A história sorri ante todas as tentativas de forçar seu fluxo em padrões teóricos ou em compartimentos lógicos; ela destrói nossas generalizações, viola nossas regras. A história é barroca.
Trecho retirado do livro “Começa A Idade da Razão”, do filósofo e historiador americano Will Durant (1885-1981)
Estas são as eleições mias importantes para a política externa brasileira desde o início da Nova República. Estão em jogo duas concepções radicalmente distintas de como o Brasil deve se conduzir internacionalmente. E o sistema internacional está em seu momento mais inseguro: há uma mistura perigosíssima e sem precedentes de competição entre as grandes potências que têm armas nucleares.
Trecho retirado da entrevista dada pelo pesquisador da FGV-SP Matias Spektor, especialista em Relações Internacionais, ao jornal O Globo em 16 de outubro
Hegel eleva este método ao status de princípio de explicação histórica. Ocorre que a progressão dialética a partir de duas demandas antagônicas rumo a uma solução de compromisso é suficientemente útil. No entanto, Hegel continua a desenvolver a ideia, para mostrar como a história tinha que passar por todos esses estágios com base nesse princípio. Nem é preciso dizer que isso somente é possível distorcendo os fatos. Uma coisa é reconhecer um padrão nos acontecimentos históricos, outra muito diferente é deduzir a história de tal princípio.
Trecho retirado do livro “The Wisdom of the West” do filósofo e matemático inglês Bertrand Russell (1872-1970) sobre o método dialético do filósofo alemão G. W. F. Hegel (1770-1831)

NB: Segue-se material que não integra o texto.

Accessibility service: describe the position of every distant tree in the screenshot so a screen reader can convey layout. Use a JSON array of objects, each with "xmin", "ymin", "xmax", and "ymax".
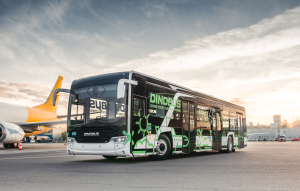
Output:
[{"xmin": 61, "ymin": 131, "xmax": 67, "ymax": 141}]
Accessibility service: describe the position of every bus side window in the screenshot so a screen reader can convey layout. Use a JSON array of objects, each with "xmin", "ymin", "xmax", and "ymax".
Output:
[{"xmin": 133, "ymin": 97, "xmax": 145, "ymax": 117}]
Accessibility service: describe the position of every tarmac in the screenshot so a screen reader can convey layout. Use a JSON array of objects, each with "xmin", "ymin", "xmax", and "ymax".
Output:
[{"xmin": 0, "ymin": 142, "xmax": 300, "ymax": 191}]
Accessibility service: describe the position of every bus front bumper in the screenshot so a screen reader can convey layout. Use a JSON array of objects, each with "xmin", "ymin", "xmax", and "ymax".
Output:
[{"xmin": 67, "ymin": 141, "xmax": 132, "ymax": 157}]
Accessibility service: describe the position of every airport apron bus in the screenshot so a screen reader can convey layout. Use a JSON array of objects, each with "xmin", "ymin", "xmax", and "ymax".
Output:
[{"xmin": 53, "ymin": 71, "xmax": 247, "ymax": 160}]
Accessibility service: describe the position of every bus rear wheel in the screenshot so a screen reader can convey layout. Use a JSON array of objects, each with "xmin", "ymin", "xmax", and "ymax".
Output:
[
  {"xmin": 227, "ymin": 136, "xmax": 233, "ymax": 153},
  {"xmin": 102, "ymin": 155, "xmax": 117, "ymax": 160},
  {"xmin": 149, "ymin": 134, "xmax": 171, "ymax": 160}
]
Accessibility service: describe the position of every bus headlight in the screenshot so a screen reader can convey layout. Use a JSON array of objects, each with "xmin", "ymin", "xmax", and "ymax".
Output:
[{"xmin": 110, "ymin": 137, "xmax": 127, "ymax": 143}]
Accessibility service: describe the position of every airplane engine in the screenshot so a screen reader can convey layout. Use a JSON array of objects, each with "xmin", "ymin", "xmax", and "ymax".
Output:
[{"xmin": 0, "ymin": 122, "xmax": 25, "ymax": 144}]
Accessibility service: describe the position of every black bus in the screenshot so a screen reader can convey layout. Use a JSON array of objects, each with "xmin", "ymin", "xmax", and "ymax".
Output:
[{"xmin": 53, "ymin": 71, "xmax": 247, "ymax": 160}]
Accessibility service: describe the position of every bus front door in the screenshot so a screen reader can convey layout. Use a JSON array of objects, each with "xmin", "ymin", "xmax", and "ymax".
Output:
[
  {"xmin": 237, "ymin": 113, "xmax": 244, "ymax": 148},
  {"xmin": 182, "ymin": 101, "xmax": 196, "ymax": 153}
]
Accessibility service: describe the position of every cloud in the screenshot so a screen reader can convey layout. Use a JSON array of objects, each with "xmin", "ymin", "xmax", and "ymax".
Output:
[{"xmin": 0, "ymin": 1, "xmax": 300, "ymax": 122}]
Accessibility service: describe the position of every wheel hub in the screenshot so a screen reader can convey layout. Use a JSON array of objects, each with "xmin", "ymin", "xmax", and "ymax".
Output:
[{"xmin": 156, "ymin": 139, "xmax": 167, "ymax": 155}]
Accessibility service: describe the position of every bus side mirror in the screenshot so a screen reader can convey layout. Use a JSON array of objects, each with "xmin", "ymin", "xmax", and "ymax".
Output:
[
  {"xmin": 52, "ymin": 88, "xmax": 70, "ymax": 106},
  {"xmin": 117, "ymin": 79, "xmax": 138, "ymax": 99}
]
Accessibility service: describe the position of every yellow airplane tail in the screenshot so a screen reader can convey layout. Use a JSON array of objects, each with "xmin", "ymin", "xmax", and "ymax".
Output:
[{"xmin": 33, "ymin": 76, "xmax": 64, "ymax": 113}]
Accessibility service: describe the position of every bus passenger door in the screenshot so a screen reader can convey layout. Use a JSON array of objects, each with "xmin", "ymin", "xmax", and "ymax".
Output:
[
  {"xmin": 237, "ymin": 113, "xmax": 244, "ymax": 148},
  {"xmin": 182, "ymin": 101, "xmax": 196, "ymax": 153},
  {"xmin": 131, "ymin": 96, "xmax": 147, "ymax": 156},
  {"xmin": 182, "ymin": 100, "xmax": 190, "ymax": 153},
  {"xmin": 211, "ymin": 110, "xmax": 218, "ymax": 150}
]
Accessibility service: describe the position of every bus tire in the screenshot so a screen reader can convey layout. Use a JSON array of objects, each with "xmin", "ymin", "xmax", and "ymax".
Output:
[
  {"xmin": 102, "ymin": 155, "xmax": 117, "ymax": 160},
  {"xmin": 149, "ymin": 134, "xmax": 171, "ymax": 160},
  {"xmin": 227, "ymin": 136, "xmax": 233, "ymax": 153}
]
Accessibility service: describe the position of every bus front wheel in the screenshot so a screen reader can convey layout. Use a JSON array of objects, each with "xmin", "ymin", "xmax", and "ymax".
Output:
[
  {"xmin": 227, "ymin": 136, "xmax": 233, "ymax": 153},
  {"xmin": 149, "ymin": 134, "xmax": 171, "ymax": 160}
]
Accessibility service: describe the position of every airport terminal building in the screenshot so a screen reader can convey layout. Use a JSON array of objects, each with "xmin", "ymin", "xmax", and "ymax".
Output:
[{"xmin": 247, "ymin": 127, "xmax": 300, "ymax": 141}]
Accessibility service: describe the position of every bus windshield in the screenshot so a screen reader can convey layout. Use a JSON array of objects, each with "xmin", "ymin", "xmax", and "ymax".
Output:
[{"xmin": 69, "ymin": 84, "xmax": 126, "ymax": 130}]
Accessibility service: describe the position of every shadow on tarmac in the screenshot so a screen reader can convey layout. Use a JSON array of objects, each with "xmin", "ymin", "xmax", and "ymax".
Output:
[{"xmin": 73, "ymin": 151, "xmax": 237, "ymax": 164}]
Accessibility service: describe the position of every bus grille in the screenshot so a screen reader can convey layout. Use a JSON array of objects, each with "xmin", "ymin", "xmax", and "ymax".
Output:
[{"xmin": 75, "ymin": 137, "xmax": 111, "ymax": 143}]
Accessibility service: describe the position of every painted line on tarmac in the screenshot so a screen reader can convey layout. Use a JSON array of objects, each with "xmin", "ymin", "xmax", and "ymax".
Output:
[{"xmin": 0, "ymin": 155, "xmax": 69, "ymax": 160}]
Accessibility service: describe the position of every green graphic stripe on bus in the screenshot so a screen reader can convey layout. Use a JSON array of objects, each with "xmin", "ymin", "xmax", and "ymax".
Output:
[
  {"xmin": 194, "ymin": 140, "xmax": 202, "ymax": 151},
  {"xmin": 155, "ymin": 126, "xmax": 161, "ymax": 141},
  {"xmin": 122, "ymin": 131, "xmax": 134, "ymax": 145},
  {"xmin": 135, "ymin": 138, "xmax": 155, "ymax": 154},
  {"xmin": 135, "ymin": 113, "xmax": 151, "ymax": 137}
]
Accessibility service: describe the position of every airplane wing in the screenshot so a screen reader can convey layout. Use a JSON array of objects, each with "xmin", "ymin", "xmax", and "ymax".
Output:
[{"xmin": 18, "ymin": 120, "xmax": 67, "ymax": 127}]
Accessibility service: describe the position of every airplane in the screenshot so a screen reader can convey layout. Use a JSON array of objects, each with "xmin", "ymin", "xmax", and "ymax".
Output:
[{"xmin": 0, "ymin": 76, "xmax": 67, "ymax": 148}]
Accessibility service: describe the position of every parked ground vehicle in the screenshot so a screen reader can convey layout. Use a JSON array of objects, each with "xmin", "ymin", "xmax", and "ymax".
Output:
[
  {"xmin": 278, "ymin": 135, "xmax": 286, "ymax": 142},
  {"xmin": 53, "ymin": 71, "xmax": 247, "ymax": 160}
]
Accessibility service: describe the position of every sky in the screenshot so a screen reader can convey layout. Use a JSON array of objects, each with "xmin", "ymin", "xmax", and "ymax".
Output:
[{"xmin": 0, "ymin": 0, "xmax": 300, "ymax": 124}]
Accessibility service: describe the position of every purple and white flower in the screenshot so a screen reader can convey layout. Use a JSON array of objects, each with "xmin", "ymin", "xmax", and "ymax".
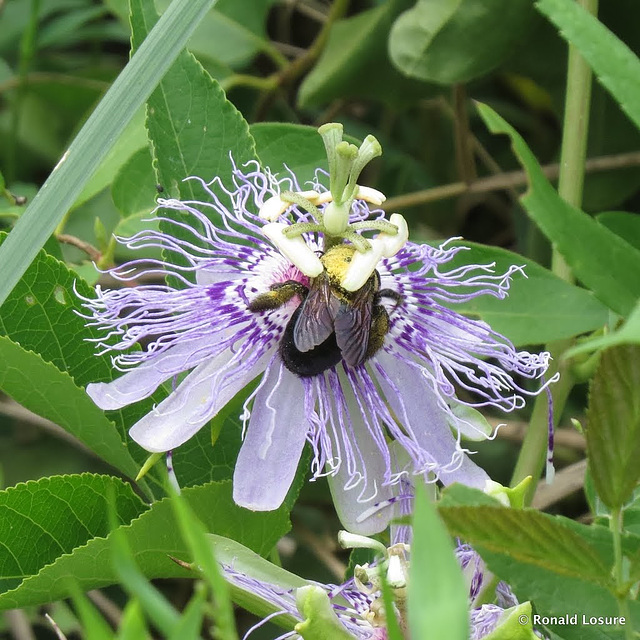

Prezados leitores, na semana passada eu tomei o caso da história recente da Venezuela para mostrar como uma concepção utilitarista de justiça pode acabar minando os nobres objetivos de um governante como Hugo Chávez, que quis acabar com a pobreza no país colocando o grupo dos privilegiados contra os não privilegiados, de forma a fazer do primeiro um instrumento para a resolução dos problemas do segundo grupo. Essa receita acabou sendo insustentável no longo prazo e prejudicando o país como um todo. A razão pela qual falei da Venezuela é que o Presidente Bolsonaro sempre se vale do exemplo do desastre econômico no país vizinho para ilustrar sua ideia de que se Lula for eleito viveremos o mesmo drama aqui, como se o candidato do PT fosse repetir a receita de distribuição de renda na marra que Chávez implantou no início do século XXI.
Meu objetivo nesta semana é mostrar como essas polarizações que se fazem no discurso sobre os acontecimentos históricos se relacionam muito mais à propaganda do que a uma visão equilibrada dos fatos. Para tanto vou me valer da explicação que Bertrand Russell dá do método dialético, tal como reelaborado pelo filósofo alemão Hegel para explicar os movimentos históricos. Para Hegel, a dialética é uma força que move a história e determina o desdobramento dos fenômenos particulares, que pela sua própria dinâmica trazem em si o germe da mudança, de forma que novas características surgem, contradizendo as antigas. A peculiaridade do esquema explicativo de Hegel é que ele tem uma concepção metafísica dessa força-matriz, porque a vê como um processo espiritual e não material. É aí que mora o perigo, segundo Russell, conforme o trecho que abre este artigo.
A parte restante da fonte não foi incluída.